Monday, October 09, 2006

Requiem for a Record Store in Three Movements

Tower Records didn't survive bankruptcy
. On Friday, their assets were auctioned off. The stores are having liquidation sales.

The Music Fan

As I started to really get into music in my late teens, the record store at the mall just wasn't cutting it. My tastes were turning too obscure for what could be sold in storefront between suburban department stores. Back before you could buy anything on Amazon, Tower Records was record-buying mecca. They had everything cool. They had everything old. They were open until midnight, so I could pick up the new Nine Inch Nails on my way to Dobbs or after a show at the TLA further down South Street in Philly. Going there could be an event unto itself, a date spent browsing for new CDs.

What made Tower different from other chain stores wasn't just their depth of inventory but the depth of knowledge by their staff. Not only did they know and care about music, they looked like they knew and cared about music, unlike the tools at the mall stores who had to wear ties and red vests and looked like they could just as easily been selling smoked cheese logs or personalized golf towels. Members of many bands passed through their ranks of employment. When I suggested to an editor of Pulse, their in-house magazine, that they do a story of former employees who went on to greater fame as musicians, she said there were far too many, although I think Perry Farrell's name was mentioned.

Tower indirectly launched my writing career. While scouting for reading matter for a long plane ride, I hit their magazine section and stumbled upon B-Side. Unlike Rolling Stone, which I was finding increasingly exasperating, it covered nothing but music. It covered the music I was listening to such as Echo and the Bunnymen rather than Huey Lewis and the News. I was shocked to read the masthead and discover it was published locally. The record store at the mall had no interest in 'zines or local publications. B-Side was my first writing outlet.

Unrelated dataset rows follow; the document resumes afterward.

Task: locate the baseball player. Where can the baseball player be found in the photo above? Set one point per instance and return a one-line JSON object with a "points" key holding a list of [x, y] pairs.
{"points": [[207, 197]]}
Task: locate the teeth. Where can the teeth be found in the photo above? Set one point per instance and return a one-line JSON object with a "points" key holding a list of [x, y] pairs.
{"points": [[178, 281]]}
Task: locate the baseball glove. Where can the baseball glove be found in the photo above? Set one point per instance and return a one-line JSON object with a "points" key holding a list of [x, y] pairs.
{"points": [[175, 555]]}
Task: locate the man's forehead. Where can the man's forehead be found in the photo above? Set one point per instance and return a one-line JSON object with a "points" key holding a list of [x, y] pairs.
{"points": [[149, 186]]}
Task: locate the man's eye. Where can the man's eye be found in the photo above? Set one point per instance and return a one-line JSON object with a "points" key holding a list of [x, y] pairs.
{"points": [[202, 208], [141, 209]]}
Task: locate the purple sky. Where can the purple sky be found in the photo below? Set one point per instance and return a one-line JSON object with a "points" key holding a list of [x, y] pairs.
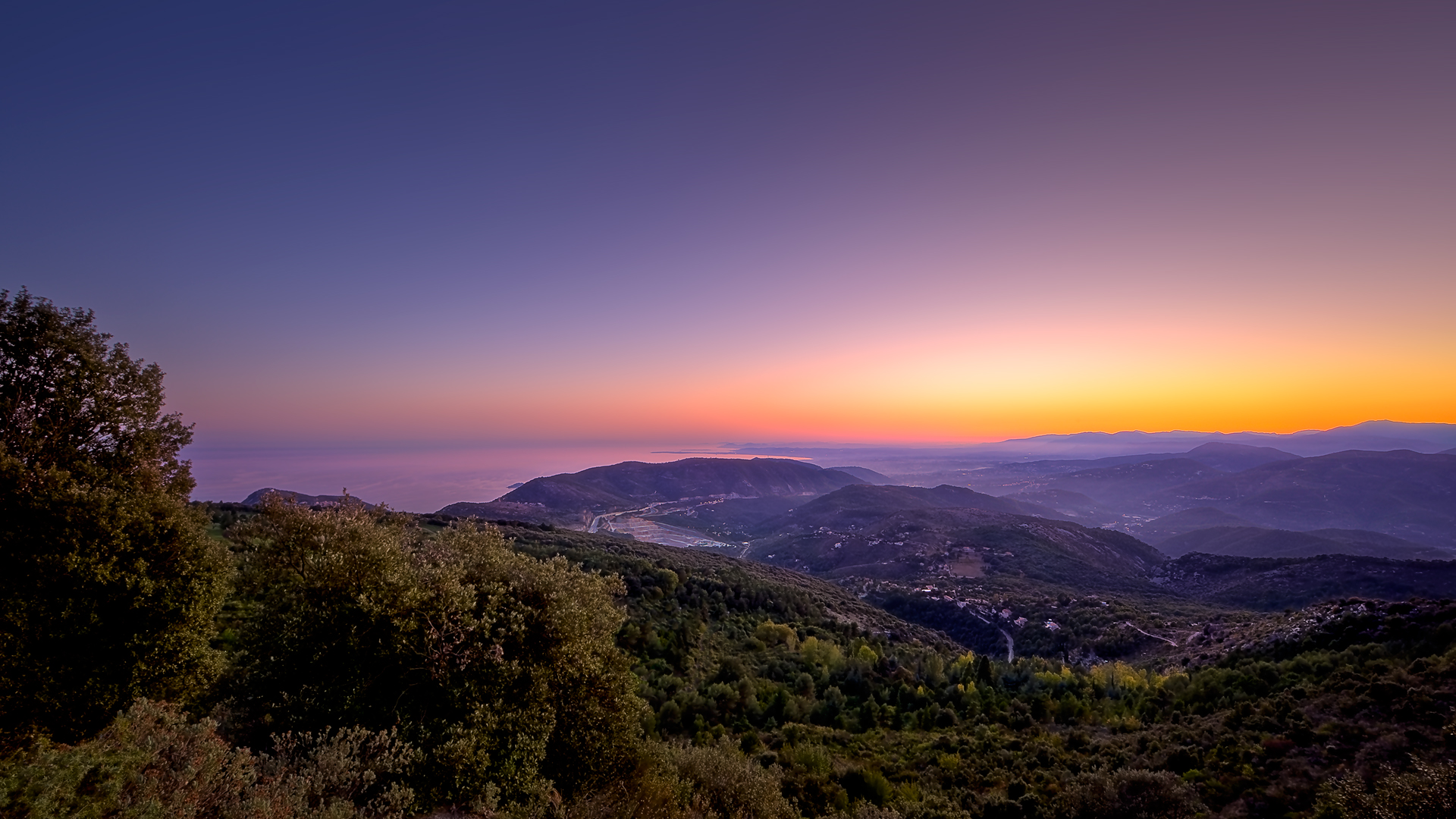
{"points": [[363, 224]]}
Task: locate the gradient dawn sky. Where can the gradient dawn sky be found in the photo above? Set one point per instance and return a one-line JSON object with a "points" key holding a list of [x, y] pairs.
{"points": [[623, 223]]}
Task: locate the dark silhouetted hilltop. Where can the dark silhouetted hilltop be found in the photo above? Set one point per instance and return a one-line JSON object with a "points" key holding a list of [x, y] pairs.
{"points": [[634, 484], [299, 497], [1237, 457], [1401, 493], [1251, 541], [1276, 583]]}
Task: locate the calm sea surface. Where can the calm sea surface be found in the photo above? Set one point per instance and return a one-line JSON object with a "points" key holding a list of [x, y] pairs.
{"points": [[411, 479]]}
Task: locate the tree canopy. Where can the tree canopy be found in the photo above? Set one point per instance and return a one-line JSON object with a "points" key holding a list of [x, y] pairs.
{"points": [[108, 582], [500, 668]]}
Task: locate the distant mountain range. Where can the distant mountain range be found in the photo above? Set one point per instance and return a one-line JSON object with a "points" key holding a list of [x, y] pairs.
{"points": [[634, 484], [1378, 436]]}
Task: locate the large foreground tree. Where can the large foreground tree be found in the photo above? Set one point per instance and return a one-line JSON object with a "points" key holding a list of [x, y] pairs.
{"points": [[108, 582], [501, 670]]}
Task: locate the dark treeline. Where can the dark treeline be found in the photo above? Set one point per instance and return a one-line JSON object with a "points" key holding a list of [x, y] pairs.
{"points": [[169, 659]]}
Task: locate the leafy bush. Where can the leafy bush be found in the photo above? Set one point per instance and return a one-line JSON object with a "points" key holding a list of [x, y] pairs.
{"points": [[152, 763], [500, 668], [108, 582]]}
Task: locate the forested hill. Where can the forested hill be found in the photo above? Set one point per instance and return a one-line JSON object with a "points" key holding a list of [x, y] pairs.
{"points": [[634, 484]]}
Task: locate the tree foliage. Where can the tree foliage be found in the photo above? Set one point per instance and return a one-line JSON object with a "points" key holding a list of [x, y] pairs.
{"points": [[155, 763], [500, 668], [108, 582]]}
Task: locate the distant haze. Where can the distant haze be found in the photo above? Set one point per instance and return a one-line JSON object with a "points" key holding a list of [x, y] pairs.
{"points": [[520, 223], [428, 477]]}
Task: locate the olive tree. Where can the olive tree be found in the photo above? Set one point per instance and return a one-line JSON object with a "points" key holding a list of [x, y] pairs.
{"points": [[500, 668], [108, 582]]}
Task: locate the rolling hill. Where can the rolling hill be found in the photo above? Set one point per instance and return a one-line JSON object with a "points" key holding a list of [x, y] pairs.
{"points": [[635, 484], [1401, 493], [909, 531], [1253, 541], [1276, 583]]}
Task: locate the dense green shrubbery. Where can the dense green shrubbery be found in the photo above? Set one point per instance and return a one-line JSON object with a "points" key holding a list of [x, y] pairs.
{"points": [[500, 668], [108, 582], [373, 665]]}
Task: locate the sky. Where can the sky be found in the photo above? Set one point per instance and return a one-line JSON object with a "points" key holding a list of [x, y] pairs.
{"points": [[436, 228]]}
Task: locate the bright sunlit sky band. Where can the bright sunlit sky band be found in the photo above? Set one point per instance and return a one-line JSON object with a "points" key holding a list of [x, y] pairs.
{"points": [[791, 221]]}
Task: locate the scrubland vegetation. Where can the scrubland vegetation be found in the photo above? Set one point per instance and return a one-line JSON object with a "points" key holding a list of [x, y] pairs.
{"points": [[356, 662]]}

My experience as a consumer is typical in explaining their demise. I don't have extensive time to browse record stores anymore. Amazon and Tower's own web site have taken away the thrill of the chase, so my only limitation is whether I'm willing to shell out for import prices, not whether I can merely locate an obscure album. I can download songs for instant gratification. No one has bought records at record stores in ages, but no one ever called them CD stores.

The Employee

Until I worked at RollingStone.com, being a sales clerk at Tower in London was my coolest job. Yes, the pay was meager but I was surrounded by music and by people who cared about music. We sneered at those picking up Samantha Fox's record (now mercifully forgotten by most). We lauded the parents visiting from America who could actually name bands their kids liked when asking records that couldn't be found back home. David Bowie shopped there. The place was constructed with a DJ booth, although the position was cut by my second summer on staff. My mother suggested that I should try to transfer to accounting so that I could make more money, but then I would have just been a bean counter in an anonymous office when I wanted to be swimming in rock and roll.

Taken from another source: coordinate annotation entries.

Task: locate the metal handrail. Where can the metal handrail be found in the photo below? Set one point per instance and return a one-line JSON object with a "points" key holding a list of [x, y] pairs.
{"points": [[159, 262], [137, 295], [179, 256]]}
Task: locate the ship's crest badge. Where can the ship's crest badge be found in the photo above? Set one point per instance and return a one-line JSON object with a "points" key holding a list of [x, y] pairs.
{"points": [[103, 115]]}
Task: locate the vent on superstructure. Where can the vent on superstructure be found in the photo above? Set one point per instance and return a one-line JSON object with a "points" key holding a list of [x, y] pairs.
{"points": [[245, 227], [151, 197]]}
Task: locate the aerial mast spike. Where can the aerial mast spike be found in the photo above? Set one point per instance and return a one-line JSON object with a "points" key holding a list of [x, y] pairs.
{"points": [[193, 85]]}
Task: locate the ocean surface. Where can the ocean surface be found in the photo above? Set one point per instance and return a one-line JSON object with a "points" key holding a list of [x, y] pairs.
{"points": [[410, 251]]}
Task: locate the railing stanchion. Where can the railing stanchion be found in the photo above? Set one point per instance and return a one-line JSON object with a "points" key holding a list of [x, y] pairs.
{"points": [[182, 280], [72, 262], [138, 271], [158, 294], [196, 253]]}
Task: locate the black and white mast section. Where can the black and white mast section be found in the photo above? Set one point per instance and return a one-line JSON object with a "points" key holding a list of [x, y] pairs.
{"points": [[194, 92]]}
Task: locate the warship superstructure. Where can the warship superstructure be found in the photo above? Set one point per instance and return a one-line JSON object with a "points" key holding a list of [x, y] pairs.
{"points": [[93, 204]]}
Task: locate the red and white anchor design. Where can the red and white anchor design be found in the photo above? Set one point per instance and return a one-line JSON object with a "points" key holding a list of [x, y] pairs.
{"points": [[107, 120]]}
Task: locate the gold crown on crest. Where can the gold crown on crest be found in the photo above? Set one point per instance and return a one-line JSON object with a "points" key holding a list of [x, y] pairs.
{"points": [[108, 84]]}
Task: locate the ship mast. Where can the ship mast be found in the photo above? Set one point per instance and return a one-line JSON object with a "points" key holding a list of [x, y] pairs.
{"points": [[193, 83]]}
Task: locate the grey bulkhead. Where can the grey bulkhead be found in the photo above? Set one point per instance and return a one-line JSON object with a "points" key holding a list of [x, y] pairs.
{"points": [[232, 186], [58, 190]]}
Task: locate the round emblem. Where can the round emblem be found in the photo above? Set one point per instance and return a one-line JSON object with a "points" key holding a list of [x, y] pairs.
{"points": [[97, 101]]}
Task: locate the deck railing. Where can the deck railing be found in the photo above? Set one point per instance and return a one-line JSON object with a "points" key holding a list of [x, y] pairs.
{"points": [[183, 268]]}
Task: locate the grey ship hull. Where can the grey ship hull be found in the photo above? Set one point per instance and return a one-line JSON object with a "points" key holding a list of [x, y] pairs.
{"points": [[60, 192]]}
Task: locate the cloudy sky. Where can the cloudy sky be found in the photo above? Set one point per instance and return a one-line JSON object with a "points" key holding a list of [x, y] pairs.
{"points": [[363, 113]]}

When I returned to Wharton after my first summer at Tower, my classmates were bragging about their summer internships, working 60-hour weeks on Wall Street. I kept quiet, but thought to myself that I probably learned more as part of the working class in a foreign city, supporting myself on 100 quid a week (slang for "pounds" being one of the facts I picked up).

The Librarian

While I no longer have time to spend hours browsing record stores for fun, it is now part of my job, doing collection development for a public library. Tower was our favorite place to do so. I still had the thrill of the chase but more importantly the benefit of serendipitous finds. For my boss shopping for jazz and classical, the staff's in-depth knowledge was an invaluable source of recommendations. There was also the entertaining distraction of things worth a laugh even if we wouldn't buy it for the library.

Unfortunately, Tower's inability to provide sufficiently-detailed invoicing proved the death knell for our library's financial relations with them. I miss the field trips to the store because it meant heading into Lincoln Park instead of the suburbs. I miss being mistaken for Tower staff, even when carrying a baby, because I was marking a list and hauling around dozens of CDs. I miss finding out about the new Cinerama album because they were playing it in the store, even if it was followed by the horrible new Janet Jackson album. I'm saddened that a large chain employing lots of people who are there because they care about music can't survive.

The timing of the auction was particularly depressing because I headed to a conference of music librarians on Friday preparing to give a talk on collection development, and recommending Tower for their selection, staff knowledge and useful web site was part of speech. The information was already outdated by the end of the day.